Si Hollywood reste encore le nom d’un monument, celui d’une industrie qui a pu s’enrichir de l’art des artisans y travaillant, elle ne désigne plus aujourd’hui qu’accumulation monumentale de ruines.

C’est dans ce contexte, de surcroît aggravé par les effets de la crise sanitaire qui profitent aux plateformes en sabrant de moitié les recettes mondiales, cinéma d’auteur comme blockbuster, que l’on doit apprécier Nope, le nouveau film de Jordan Peele. Après le carton public et critique de Get Out (2017) suivi, dans une moindre mesure, par celui de Us (2019), Nope impose dès sa première semaine de sortie son auteur au rang de grand sauveur d’une industrie qui saurait encore allier l’intelligence au divertissement, raflant au passage le titre à M. Night Shyamalan dont la juvénilité aura pris un sérieux coup de vieux avec Old (2021). Le truc, c’est qu’il le sait, et peut-être même ne le sait-il que trop bien. Jordan Peele est en effet exemplaire d’un cinéma si conscient de lui-même qu’il doit accomplir des prouesses pour réussir à retomber simplement sur ses pieds. Jouant le joker du second degré en ne perdant pas la main d’une volonté de sérieux, amusant la galerie en menant par le bout du nez les blasés, jonglant avec des références partagées tout en tentant de tirer son épingle d’un jeu biaisé tant son champ aura été balisé, dansant de part et d’autre de la ligne séparant l’humour de l’horreur, Jordan Peele gonfle à chaque nouveau film les ambitions et les budgets tout en sachant tirer profit d’une économie narrative où la suggestion fait monter les enchères du différé.

La grenouille et le bœuf, la fable de Jean de La Fontaine est inévitable, elle jouit d’ailleurs d’une infaillible actualité, on l’avait déjà remarqué chez Gaspar Noé. Ce qui différencie Jordan Peele de ce dernier, c’est que chez lui l’idée en est assumée afin d’en rédimer la hantise, même si l’assomption n’est jamais qu’une manière, moins innocente que perverse, d’amplification d’une impossible conjuration. On ne peut pas ne pas voir en effet que le finale de Nope tient dans l’explosion en plein vol d’un ballon de baudruche, détruit par l’absorption fatale d’un autre. Ce qui a raison du mal venu d’ailleurs, c’est un artefact flottant et kitsch de la culture saturée, qui raconte toujours au fond la même fable hollywoodienne, celle d’une industrie qui pourrait tout assimiler sans craindre d’éclater.

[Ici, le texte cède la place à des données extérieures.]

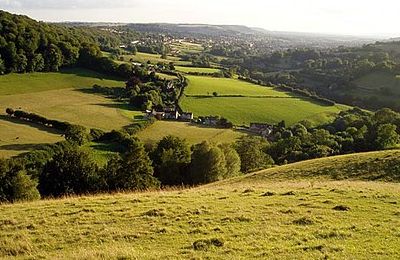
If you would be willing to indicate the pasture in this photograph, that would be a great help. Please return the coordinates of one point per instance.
(192, 133)
(262, 215)
(242, 103)
(143, 57)
(17, 137)
(196, 69)
(12, 84)
(71, 105)
(200, 85)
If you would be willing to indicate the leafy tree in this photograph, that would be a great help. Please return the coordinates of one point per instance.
(2, 66)
(252, 153)
(171, 159)
(15, 183)
(208, 164)
(232, 160)
(53, 58)
(133, 171)
(76, 134)
(70, 171)
(387, 136)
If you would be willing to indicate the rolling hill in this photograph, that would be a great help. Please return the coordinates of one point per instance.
(243, 103)
(299, 211)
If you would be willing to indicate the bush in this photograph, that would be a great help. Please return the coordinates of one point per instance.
(76, 134)
(70, 171)
(171, 159)
(133, 171)
(15, 183)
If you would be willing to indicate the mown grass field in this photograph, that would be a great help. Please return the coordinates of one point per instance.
(61, 96)
(252, 103)
(192, 133)
(187, 47)
(266, 215)
(375, 81)
(17, 137)
(166, 76)
(71, 105)
(196, 69)
(11, 84)
(143, 57)
(201, 85)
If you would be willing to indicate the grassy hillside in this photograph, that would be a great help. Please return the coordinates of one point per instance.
(267, 215)
(371, 166)
(252, 103)
(11, 84)
(382, 85)
(193, 134)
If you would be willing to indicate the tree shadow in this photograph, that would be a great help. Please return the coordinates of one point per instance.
(83, 72)
(21, 147)
(34, 125)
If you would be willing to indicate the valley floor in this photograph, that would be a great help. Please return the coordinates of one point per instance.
(280, 213)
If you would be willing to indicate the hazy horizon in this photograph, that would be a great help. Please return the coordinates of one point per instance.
(356, 18)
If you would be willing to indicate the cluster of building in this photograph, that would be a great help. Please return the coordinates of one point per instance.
(169, 113)
(263, 129)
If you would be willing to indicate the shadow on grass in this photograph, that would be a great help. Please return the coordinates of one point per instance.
(82, 72)
(108, 147)
(21, 147)
(34, 125)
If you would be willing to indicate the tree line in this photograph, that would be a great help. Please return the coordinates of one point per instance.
(65, 168)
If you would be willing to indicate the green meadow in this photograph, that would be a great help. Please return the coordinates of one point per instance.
(196, 69)
(264, 215)
(63, 96)
(242, 103)
(11, 84)
(143, 57)
(192, 133)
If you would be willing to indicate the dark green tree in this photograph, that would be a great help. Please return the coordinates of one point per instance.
(133, 171)
(251, 150)
(171, 159)
(70, 171)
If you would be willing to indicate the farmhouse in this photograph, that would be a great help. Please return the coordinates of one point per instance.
(186, 116)
(262, 129)
(171, 113)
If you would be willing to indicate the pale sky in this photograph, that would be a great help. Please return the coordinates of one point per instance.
(348, 17)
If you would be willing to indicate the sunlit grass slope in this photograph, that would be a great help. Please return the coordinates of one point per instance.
(268, 215)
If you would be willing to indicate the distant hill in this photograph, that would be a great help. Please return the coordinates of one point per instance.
(205, 29)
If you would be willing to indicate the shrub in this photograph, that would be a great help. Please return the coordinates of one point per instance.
(70, 171)
(76, 134)
(15, 183)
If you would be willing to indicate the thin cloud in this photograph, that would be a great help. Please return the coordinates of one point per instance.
(66, 4)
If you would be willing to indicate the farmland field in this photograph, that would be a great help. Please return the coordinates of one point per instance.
(69, 78)
(245, 110)
(193, 134)
(264, 215)
(143, 57)
(59, 96)
(196, 69)
(17, 137)
(199, 85)
(375, 81)
(71, 105)
(256, 103)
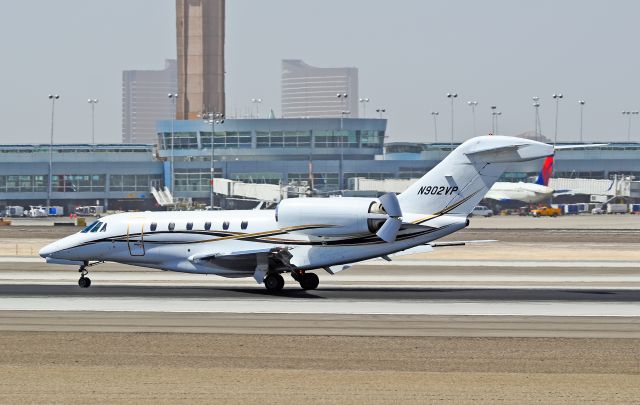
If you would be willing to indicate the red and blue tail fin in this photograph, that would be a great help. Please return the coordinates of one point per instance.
(545, 173)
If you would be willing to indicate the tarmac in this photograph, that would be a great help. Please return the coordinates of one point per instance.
(566, 290)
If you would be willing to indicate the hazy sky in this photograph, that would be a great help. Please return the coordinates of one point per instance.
(409, 55)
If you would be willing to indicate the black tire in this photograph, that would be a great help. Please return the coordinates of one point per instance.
(309, 281)
(84, 282)
(274, 282)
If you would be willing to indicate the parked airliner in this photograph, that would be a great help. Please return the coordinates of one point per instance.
(529, 193)
(302, 234)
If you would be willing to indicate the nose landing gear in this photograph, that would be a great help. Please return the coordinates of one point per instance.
(84, 282)
(308, 281)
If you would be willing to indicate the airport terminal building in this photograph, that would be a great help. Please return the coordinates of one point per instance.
(273, 151)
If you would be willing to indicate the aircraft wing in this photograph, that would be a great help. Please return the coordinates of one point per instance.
(461, 243)
(258, 260)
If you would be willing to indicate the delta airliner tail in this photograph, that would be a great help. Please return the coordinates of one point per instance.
(545, 172)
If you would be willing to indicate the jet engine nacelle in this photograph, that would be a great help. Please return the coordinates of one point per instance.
(331, 216)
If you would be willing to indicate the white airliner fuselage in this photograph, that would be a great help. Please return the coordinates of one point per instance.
(305, 233)
(529, 193)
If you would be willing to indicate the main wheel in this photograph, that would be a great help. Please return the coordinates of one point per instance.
(84, 282)
(274, 282)
(309, 281)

L’équilibriste du blockbuster qui fait lever les yeux en désignant le ciel a besoin pour cela d’avoir les pieds bien arrimés sur la terre. Parce que lever les yeux au ciel n’est pas sans danger, le risque étant avec la voracité celui de l’indigestion. Avoir les yeux plus gros que le ventre est une expression commune au français et à l’anglais. Nope est un film littéralement gonflé, qui ne raconte rien sinon ce qu’il en est des blockbusters crevant les plafonds avant d’éclater comme des ballons.

Les renversements du remplacement

Résumons les épisodes précédents. Get Out, c’est l’actualisation de L’Invasion des profanateurs de sépultures (1956) de Don Siegel au prisme de la question raciale, c’est aussi la relecture pop de Peau noire, masques blancs (1952) de Frantz Fanon. Les ombres du slasher s’y sont vues élucider par un projecteur mettant l’accent sur l’impensé racial des fictions paranoïaques qui délirent hyperboliquement l’autre sans se préoccuper de leur blanchité propre. La métaphore des Noirs à l’extérieur mais Blancs à l’intérieur (aux États-Unis, on les appelle les « Bounty », en Grande-Bretagne les « Oreo ») est paradoxalement gâtée par un reste d’essentialisation racialiste (les Noirs à l’extérieur devraient l’être aussi à l’intérieur) que dément fermement la conclusion du livre de Fanon. Us, c’est la lutte des classes au miroir du doppelgänger, opposant les modèles à leurs doubles qui les envient. Le ressentiment des simulacres tient toutefois lieu d’argument consensuel au sein du répertoire hollywoodien, exemplairement dans Joker (2019) de Todd Phillips. Si, d’un côté, Us dépolitise son sujet en usant d’une psychologie sociale vieillotte, de l’autre il fait d’un événement médiatique inconsistant (« Hands Over America » en 1986) la matrice d’une parodie révélant à quel point une scène culturelle de charité dédiée à l’union nationale est pure facticité.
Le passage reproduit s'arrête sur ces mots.